Silver slid more than 8% on Tuesday as small investors retreated after a rally to a near eight-year peak the previous session fuelled by a social media-driven trading frenzy.
Spot silver fell 8.2% to $26.59 an ounce. On Monday, it surged 7.3% to its highest since February 2013.
"It appears that the attempted short squeeze by the smaller retail traders has at least temporarily failed," said Kitco Metals senior analyst Jim Wyckoff, adding retail investors were looking for other markets to impact.
Contributing to the pullback, the CME Group raised maintenance margins on silver futures by 17.9% on Monday to tackle unusual market volatility. Also, posts on the WallStreetBets Reddit forum at the centre of the last week's action encouraged traders to steer clear of silver.
"If these Reddit investors are going to try to squeeze the silver market, they're going to have to do it this week, otherwise it's going to be a flash in the pan," Kitco's Wyckoff said.
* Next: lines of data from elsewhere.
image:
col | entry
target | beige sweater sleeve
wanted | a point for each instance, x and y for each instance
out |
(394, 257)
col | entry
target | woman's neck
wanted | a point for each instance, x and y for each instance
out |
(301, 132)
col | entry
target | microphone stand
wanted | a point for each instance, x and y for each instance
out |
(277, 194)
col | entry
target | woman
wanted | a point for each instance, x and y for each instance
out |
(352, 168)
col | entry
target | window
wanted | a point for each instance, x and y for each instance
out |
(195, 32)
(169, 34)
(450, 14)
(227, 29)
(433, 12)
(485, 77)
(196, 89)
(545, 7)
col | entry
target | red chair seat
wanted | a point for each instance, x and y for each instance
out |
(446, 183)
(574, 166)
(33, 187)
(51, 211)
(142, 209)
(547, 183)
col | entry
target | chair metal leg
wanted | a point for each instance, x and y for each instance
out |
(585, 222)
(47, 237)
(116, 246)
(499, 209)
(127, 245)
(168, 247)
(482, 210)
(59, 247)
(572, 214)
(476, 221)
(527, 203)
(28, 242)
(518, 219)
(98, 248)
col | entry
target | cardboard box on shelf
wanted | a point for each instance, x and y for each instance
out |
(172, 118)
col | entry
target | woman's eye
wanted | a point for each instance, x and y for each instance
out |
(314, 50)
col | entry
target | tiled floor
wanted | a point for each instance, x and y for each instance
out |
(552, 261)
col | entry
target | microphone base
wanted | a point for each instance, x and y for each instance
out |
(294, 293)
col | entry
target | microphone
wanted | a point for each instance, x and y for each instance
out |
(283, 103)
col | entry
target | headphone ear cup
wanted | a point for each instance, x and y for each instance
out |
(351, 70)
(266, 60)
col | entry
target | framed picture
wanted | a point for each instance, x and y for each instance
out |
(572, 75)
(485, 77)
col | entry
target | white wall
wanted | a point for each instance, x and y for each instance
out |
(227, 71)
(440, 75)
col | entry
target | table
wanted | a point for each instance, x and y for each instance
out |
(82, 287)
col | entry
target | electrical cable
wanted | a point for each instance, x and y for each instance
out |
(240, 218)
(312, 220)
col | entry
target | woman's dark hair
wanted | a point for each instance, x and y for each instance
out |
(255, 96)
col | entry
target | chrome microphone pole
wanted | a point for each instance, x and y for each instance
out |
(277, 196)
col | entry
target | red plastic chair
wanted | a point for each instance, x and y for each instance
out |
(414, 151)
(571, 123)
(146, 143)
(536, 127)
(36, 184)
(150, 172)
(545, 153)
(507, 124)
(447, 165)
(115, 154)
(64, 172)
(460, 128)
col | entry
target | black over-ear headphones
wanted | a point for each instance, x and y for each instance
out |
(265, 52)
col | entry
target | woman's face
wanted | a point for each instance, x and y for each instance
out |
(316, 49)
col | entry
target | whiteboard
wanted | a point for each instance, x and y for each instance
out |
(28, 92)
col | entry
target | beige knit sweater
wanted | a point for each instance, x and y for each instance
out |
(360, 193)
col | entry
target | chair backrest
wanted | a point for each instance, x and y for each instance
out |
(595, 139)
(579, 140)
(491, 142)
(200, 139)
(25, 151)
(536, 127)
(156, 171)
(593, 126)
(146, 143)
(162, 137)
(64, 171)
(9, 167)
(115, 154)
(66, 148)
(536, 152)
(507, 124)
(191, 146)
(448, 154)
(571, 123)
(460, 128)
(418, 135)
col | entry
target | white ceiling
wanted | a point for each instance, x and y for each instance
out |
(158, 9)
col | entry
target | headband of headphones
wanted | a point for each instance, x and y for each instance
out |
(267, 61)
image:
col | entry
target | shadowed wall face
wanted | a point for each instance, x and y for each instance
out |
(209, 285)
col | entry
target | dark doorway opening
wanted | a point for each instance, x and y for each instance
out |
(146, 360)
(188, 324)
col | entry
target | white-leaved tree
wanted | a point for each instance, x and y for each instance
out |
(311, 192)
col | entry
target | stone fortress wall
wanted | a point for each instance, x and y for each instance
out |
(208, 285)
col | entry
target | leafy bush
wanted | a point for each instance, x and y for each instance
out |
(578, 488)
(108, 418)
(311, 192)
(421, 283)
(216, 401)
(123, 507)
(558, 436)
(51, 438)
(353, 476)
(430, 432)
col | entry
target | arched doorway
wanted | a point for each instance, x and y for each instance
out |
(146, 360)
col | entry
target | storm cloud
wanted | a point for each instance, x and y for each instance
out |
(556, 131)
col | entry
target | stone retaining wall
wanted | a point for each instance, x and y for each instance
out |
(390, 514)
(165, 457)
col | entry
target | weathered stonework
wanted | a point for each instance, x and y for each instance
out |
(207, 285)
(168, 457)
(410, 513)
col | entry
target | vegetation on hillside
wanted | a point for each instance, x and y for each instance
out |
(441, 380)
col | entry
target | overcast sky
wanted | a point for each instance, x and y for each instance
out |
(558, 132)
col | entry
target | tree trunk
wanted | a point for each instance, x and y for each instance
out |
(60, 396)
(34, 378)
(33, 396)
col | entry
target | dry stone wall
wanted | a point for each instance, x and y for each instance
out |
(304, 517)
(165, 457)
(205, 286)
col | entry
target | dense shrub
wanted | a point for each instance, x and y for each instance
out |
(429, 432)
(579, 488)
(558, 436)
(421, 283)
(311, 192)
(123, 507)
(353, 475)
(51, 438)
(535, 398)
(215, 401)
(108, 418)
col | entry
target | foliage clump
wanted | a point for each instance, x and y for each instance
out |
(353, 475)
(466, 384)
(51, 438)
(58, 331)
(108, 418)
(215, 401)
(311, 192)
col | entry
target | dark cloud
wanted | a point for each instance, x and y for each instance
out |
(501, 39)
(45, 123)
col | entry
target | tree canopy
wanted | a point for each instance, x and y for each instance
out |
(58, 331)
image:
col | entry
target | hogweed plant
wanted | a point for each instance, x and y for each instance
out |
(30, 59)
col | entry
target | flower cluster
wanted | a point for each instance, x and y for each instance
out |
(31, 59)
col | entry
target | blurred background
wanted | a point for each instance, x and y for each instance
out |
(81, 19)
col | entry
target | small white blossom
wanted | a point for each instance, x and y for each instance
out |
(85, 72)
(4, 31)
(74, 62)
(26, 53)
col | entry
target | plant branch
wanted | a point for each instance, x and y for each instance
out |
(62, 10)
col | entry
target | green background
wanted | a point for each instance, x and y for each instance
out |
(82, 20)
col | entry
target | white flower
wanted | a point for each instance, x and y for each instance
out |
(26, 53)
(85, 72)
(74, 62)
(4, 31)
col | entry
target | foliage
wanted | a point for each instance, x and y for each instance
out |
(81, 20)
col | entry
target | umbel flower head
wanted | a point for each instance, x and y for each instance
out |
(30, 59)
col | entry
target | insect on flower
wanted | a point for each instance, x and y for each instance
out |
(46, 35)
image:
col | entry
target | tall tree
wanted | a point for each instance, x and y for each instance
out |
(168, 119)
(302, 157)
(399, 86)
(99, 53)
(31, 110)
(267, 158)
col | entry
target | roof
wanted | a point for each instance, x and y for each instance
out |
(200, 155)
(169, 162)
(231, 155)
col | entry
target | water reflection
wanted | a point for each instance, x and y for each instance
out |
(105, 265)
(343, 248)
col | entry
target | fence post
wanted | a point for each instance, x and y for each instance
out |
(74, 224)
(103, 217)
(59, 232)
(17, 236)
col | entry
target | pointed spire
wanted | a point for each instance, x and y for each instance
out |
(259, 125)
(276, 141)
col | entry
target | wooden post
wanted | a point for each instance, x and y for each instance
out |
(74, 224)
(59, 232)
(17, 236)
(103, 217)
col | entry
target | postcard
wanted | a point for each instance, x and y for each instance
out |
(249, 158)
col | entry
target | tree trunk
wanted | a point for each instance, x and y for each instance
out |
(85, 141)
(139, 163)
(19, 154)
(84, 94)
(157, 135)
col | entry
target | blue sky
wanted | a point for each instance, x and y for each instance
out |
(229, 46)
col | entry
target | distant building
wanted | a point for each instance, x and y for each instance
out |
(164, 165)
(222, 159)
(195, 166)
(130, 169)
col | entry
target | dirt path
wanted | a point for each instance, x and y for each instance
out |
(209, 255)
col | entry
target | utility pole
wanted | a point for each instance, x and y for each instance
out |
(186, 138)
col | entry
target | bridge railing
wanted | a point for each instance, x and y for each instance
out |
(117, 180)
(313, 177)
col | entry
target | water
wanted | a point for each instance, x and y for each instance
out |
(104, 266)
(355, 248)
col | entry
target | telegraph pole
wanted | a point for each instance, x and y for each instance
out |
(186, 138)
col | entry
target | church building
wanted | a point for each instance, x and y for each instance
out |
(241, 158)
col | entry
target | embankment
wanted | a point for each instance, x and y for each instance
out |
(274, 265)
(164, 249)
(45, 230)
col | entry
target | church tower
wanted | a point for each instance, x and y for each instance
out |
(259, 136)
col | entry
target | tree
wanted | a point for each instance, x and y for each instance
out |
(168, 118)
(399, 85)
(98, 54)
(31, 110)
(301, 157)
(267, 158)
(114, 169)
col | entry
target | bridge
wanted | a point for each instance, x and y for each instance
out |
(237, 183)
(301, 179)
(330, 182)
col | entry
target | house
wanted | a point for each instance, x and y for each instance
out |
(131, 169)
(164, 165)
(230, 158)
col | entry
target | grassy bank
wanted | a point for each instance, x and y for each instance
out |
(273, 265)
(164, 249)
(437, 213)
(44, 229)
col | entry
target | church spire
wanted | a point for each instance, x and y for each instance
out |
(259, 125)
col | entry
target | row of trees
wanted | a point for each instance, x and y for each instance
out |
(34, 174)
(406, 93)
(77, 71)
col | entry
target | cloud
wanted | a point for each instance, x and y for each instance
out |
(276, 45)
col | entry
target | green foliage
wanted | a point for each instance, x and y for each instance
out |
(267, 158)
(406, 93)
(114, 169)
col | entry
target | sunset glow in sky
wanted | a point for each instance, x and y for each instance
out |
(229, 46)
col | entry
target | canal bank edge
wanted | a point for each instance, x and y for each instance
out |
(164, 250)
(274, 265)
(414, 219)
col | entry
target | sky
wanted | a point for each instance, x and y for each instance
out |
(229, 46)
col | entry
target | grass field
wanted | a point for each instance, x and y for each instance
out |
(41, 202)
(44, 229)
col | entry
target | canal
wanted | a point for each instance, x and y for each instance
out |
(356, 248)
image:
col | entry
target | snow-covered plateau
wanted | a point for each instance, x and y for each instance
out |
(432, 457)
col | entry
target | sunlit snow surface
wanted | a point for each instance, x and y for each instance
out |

The market gyrations invited scrutiny from the U.S. commodities regulator.
"A coordinated surge in investment by retail traders into the silver market would simply raise volatility and generate small regional dislocations in supply-demand dynamics," Goldman Sachs said in a note.
The largest silver-backed exchange traded fund, the iShares Silver Trust, added about 20 million ounces of silver to its holdings on Monday, following a record inflow of about 34 million ounces on Friday.
Spot gold, meanwhile, fell 1.4% to $1,835.11 per ounce. U.S. gold futures settled down 1.6% at $1,833.40.
Silver may weaken if gold does not move higher, HSBC analyst James Steel said in a note.
The current gold/silver ratio is "well below historical averages, and investors may recognise this level as straying too far from historical norms".
Platinum declined 3.5% to $1,088.59, while palladium fell 0.2% to $2,241.14.